Siamo entrati a vele spiegate nel vecchio Mondo. Dopo Berlusconi, che ha sdoganato i fascisti, ora il degrado generale vuole sdoganare l’assassinio. Però, purché fatto da personale d’ordine. Così la Morte ne esce giustificata, purificata quasi, in quanto risponde ad una esigenza suprema di “Ordine”. Non di legalità, ma di Ordine tout court.

“L’ordine è gerarchia, c’è sempre qualcuno che lo dà e qualcuno che lo esegue”

Hanno tanto bisogno di Ordine, perché l’ordine è gerarchia, c’è sempre qualcuno che lo dà e qualcuno che lo esegue, c’è qualcuno che ha la responsabilità mentre gli esecutori ne sono esenti, e, proprio come scriveva la Arendt, il meccanismo crea la perdita del valore morale delle proprie azioni. Questo, d’altronde, era il cardine difensivo dei gerarchi nazisti a Norimberga: eseguivano ordini! E, intanto, ammazzavano oltre 8 milioni di persone nei campi di concentramento.

Ecco, il subumano Bof, Vannacciano, con estrema indecenza ripropone lo schema, tanto, se – per sventurata ipotesi – si verificasse quel che lui preconizza, lo stesso non si assumerebbe nessuna responsabilità per morti o feriti, in quanto la splendida idea sarebbe partorita ed ordinata da altri ed eseguita da altri ancora per neutro vincolo di obbedienza.

“È la fine della responsabilità morale propria”

La catena consente di evitare di porsi domande sul proprio valore morale di propugnante, di ordinante e di esecutore, tutti confusi in un contesto comune gerarchizzato.

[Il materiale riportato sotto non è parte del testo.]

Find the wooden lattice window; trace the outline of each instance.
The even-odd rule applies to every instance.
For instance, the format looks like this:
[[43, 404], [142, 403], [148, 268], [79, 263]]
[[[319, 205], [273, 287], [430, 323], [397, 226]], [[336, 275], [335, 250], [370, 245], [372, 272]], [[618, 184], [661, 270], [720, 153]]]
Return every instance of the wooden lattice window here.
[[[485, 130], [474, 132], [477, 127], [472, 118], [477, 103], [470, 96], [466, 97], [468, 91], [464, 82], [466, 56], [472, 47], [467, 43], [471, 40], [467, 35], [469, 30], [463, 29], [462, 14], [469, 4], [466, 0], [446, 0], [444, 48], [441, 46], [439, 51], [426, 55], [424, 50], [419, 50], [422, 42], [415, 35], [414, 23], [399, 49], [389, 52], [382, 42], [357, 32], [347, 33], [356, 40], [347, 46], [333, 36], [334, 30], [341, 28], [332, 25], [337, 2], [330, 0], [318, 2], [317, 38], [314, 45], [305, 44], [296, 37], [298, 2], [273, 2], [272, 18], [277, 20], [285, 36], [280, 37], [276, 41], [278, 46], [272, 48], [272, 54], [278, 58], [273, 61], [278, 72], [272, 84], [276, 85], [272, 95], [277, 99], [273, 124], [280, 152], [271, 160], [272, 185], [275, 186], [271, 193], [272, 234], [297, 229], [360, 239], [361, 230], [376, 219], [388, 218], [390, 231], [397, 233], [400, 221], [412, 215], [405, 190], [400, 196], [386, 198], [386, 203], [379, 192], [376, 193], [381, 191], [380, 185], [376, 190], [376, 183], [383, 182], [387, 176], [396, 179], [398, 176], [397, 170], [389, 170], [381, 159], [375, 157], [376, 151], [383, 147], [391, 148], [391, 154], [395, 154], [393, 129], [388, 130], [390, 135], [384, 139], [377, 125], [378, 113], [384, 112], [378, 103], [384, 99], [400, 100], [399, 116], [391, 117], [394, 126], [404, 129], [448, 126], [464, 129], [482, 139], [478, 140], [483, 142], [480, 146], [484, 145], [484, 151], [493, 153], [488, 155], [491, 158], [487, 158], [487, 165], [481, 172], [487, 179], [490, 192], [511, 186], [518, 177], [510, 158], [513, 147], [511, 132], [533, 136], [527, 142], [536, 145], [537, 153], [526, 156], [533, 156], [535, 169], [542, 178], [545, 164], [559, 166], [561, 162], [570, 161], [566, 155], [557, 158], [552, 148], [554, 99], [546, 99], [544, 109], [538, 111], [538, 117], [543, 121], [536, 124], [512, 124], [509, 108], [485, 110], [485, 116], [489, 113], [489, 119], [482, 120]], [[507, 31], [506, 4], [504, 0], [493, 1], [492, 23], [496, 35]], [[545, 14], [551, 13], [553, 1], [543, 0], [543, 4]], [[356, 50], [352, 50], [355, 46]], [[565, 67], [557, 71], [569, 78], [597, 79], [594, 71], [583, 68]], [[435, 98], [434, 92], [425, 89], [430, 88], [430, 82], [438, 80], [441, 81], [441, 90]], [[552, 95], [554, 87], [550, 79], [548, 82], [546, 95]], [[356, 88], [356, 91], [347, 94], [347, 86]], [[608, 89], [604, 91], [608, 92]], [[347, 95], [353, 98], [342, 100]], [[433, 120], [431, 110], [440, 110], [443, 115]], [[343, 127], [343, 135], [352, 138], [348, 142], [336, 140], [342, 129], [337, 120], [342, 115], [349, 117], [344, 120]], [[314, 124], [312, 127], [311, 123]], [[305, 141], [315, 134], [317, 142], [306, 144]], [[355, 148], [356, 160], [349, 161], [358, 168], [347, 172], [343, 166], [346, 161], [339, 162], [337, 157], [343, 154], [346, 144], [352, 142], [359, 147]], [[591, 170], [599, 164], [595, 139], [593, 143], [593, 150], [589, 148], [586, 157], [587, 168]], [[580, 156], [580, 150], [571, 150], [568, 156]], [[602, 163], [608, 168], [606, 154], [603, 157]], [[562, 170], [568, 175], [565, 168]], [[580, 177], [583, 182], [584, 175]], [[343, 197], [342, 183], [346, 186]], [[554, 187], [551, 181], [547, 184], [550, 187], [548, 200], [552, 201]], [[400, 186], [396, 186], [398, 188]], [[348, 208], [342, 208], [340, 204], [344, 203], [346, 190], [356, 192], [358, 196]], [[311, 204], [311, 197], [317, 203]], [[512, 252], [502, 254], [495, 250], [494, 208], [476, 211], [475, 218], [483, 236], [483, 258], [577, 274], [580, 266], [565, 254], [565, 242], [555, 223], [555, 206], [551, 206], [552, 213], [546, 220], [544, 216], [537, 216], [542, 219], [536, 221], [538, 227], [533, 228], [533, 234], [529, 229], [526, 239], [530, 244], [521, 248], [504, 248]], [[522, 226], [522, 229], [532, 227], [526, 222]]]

È la fine della responsabilità morale propria, che possiamo comodamente lasciare a disposizione di qualche confessione domenicale, restando immacolata ed estranea ai grandi crimini avallati. Anche con il silenzio.

Beh, forse sarebbe il caso di iniziare ad adeguarsi per tutti i reduci dell’Umanità e, in sua difesa, richiedere a gran voce la “soluzione finale” per i cultori dell’Età della Pietra.